Government’s CPI says the cost of shelter rose 4% in the past year but home prices and rents are up nearly 20%
https://asiatimes.com/-by David P. Goldman
US inflation keeps spiralling upward. Image: Screengrab / iStock
Shelter accounts for about a third of American household expenditure, and the cost of buying or renting shelter is up nearly 20% over the past year. Yet the Consumer Price Index (CPI) for shelter reported Jan. 12 by the US Bureau of Labor Statistics showed an increase of just 4.2 over the past year.
Private surveys conducted by the big rental sites, Zillow and Apartmentlist.com, show increases of 13% to 18% during 2021, and the Case-Shiller Index of US home prices jumped 18% in the year through October.
Who are you going to believe, to paraphrase Groucho Marx – the US government or your own eyes?

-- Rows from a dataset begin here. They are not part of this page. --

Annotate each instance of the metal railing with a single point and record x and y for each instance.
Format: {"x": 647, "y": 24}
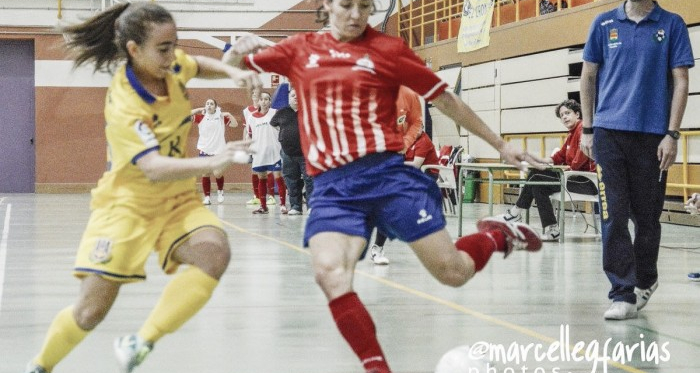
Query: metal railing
{"x": 683, "y": 149}
{"x": 427, "y": 21}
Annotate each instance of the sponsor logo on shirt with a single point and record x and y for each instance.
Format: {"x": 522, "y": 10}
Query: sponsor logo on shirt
{"x": 102, "y": 252}
{"x": 613, "y": 39}
{"x": 313, "y": 61}
{"x": 424, "y": 217}
{"x": 145, "y": 134}
{"x": 364, "y": 64}
{"x": 336, "y": 54}
{"x": 660, "y": 35}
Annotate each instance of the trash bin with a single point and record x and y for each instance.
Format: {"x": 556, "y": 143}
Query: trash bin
{"x": 469, "y": 188}
{"x": 469, "y": 192}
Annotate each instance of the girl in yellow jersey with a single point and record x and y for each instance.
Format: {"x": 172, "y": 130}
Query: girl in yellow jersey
{"x": 146, "y": 200}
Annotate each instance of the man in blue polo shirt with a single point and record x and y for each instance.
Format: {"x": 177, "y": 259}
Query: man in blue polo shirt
{"x": 635, "y": 76}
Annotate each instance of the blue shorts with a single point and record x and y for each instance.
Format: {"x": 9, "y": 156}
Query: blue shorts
{"x": 377, "y": 190}
{"x": 272, "y": 167}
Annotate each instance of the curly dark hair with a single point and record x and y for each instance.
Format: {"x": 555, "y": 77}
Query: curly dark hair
{"x": 102, "y": 39}
{"x": 322, "y": 15}
{"x": 572, "y": 105}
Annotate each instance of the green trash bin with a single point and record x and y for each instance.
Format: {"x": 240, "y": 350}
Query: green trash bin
{"x": 469, "y": 189}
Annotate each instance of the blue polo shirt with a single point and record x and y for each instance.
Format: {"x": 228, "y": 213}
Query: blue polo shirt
{"x": 635, "y": 62}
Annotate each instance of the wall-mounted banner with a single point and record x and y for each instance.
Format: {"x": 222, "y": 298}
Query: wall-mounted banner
{"x": 475, "y": 25}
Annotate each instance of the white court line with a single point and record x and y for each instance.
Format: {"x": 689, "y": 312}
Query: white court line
{"x": 3, "y": 249}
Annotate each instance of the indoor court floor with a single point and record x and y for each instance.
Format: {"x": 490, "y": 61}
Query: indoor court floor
{"x": 268, "y": 315}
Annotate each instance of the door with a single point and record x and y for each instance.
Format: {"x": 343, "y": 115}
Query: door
{"x": 17, "y": 157}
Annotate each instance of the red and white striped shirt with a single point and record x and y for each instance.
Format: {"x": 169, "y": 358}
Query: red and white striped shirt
{"x": 347, "y": 92}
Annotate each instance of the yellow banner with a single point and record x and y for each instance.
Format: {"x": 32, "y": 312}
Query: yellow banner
{"x": 475, "y": 25}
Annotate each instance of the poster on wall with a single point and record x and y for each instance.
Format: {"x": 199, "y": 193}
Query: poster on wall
{"x": 475, "y": 25}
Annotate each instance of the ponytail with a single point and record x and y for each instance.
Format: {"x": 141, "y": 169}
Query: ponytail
{"x": 102, "y": 39}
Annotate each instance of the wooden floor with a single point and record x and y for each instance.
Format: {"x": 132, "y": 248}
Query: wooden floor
{"x": 268, "y": 316}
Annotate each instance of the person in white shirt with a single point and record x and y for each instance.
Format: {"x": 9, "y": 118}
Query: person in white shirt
{"x": 211, "y": 123}
{"x": 266, "y": 148}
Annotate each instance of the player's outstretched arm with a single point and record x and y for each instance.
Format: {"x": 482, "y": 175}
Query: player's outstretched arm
{"x": 465, "y": 117}
{"x": 210, "y": 68}
{"x": 157, "y": 167}
{"x": 240, "y": 48}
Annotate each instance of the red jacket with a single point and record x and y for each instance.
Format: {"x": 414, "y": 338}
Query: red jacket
{"x": 571, "y": 155}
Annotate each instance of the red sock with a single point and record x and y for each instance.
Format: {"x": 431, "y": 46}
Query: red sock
{"x": 255, "y": 180}
{"x": 262, "y": 191}
{"x": 356, "y": 325}
{"x": 206, "y": 185}
{"x": 480, "y": 246}
{"x": 282, "y": 190}
{"x": 270, "y": 185}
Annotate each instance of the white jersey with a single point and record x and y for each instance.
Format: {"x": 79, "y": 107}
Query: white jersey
{"x": 247, "y": 113}
{"x": 266, "y": 145}
{"x": 212, "y": 140}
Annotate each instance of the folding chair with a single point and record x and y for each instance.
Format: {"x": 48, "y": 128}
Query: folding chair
{"x": 574, "y": 197}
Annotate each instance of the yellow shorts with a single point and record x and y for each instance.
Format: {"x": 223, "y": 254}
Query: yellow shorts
{"x": 120, "y": 237}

Part of the discrepancy involves a simple time lag. The US government looks at the present cost of housing while the private rental surveys register the cost of a new rental. It takes a while for leases to expire and new, higher-cost leases to take effect.

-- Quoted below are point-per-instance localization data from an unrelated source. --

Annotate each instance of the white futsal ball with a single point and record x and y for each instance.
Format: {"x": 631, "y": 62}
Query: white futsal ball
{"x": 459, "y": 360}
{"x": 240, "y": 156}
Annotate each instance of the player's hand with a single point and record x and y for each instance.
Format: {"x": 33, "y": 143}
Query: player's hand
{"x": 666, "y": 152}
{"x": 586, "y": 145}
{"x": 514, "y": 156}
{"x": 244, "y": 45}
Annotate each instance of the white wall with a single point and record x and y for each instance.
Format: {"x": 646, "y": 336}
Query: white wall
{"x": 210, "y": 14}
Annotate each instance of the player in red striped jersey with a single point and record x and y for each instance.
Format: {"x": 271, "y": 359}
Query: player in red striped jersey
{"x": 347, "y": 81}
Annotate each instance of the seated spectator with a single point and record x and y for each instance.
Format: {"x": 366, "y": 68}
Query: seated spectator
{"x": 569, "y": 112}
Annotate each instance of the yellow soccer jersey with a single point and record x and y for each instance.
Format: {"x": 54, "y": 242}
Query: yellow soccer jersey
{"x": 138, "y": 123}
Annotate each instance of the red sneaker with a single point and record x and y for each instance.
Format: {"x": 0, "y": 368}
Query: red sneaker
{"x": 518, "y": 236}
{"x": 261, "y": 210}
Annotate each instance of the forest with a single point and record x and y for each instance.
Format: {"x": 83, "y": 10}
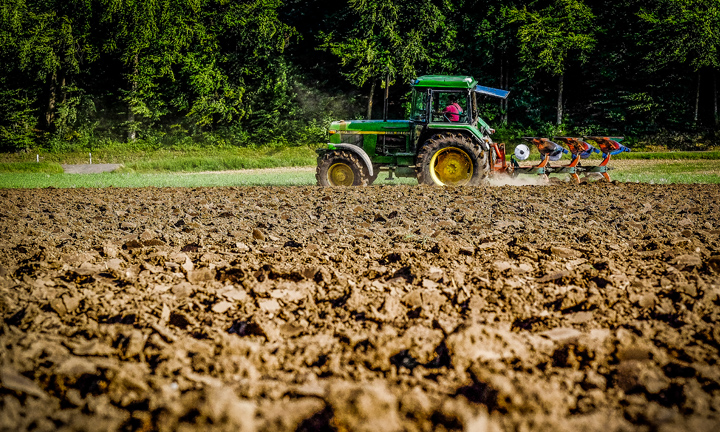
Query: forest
{"x": 83, "y": 74}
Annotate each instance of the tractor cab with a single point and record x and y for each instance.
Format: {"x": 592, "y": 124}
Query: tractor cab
{"x": 449, "y": 100}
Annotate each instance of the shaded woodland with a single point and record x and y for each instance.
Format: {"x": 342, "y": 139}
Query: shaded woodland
{"x": 82, "y": 74}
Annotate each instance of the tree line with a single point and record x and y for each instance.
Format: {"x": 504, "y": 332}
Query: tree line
{"x": 79, "y": 72}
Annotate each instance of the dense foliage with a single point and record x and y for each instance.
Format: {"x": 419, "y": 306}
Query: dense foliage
{"x": 79, "y": 74}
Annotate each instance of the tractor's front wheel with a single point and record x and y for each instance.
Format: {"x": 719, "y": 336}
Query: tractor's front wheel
{"x": 451, "y": 160}
{"x": 340, "y": 168}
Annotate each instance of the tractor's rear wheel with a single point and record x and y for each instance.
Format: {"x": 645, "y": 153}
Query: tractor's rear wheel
{"x": 451, "y": 160}
{"x": 340, "y": 168}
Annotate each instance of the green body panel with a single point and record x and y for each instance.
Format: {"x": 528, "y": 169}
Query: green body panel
{"x": 369, "y": 134}
{"x": 460, "y": 126}
{"x": 394, "y": 144}
{"x": 445, "y": 82}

Changes in the Apartmentlist.com rent index predict changes in the CPI shelter index with lags up to eight months. That explains at least part of the divergence of the CPI rent inflation number from the private rental surveys.
This time, the CPI rent inflation rate of 4.2% undershot the private rental data. As old leases expire and new leases are written, the CPI index for shelter should rise by 14 percentage points. Shelter makes up 32.3% of the CPI, so 14 percentage points in the cost of shelter would add another 4.5 percentage points to the headline inflation number.
That’s an additional 4.5 percentage points on top of the 7% annual rate of CPI inflation. In other words, accurate accounting for real-world shelter costs would put consumer inflation in the US around 10% a year. And double-digit inflation would cause a market meltdown.
There’s no sign of relief in cost pressures on business. Transport costs have been rising at an annual rate of 30% to 50% for most of the past year.
Average hourly earnings rose 4.7% year-on-year, the highest since the series began in 2007. With inflation at 7% (as we just saw, even higher) that represents a 2.3% annualized pay cut, so workers are demanding more pay.
The probability is that inflation will run closer to 10% than 5% for the first half of 2022, pushing the Fed to tighten more than investors now expect.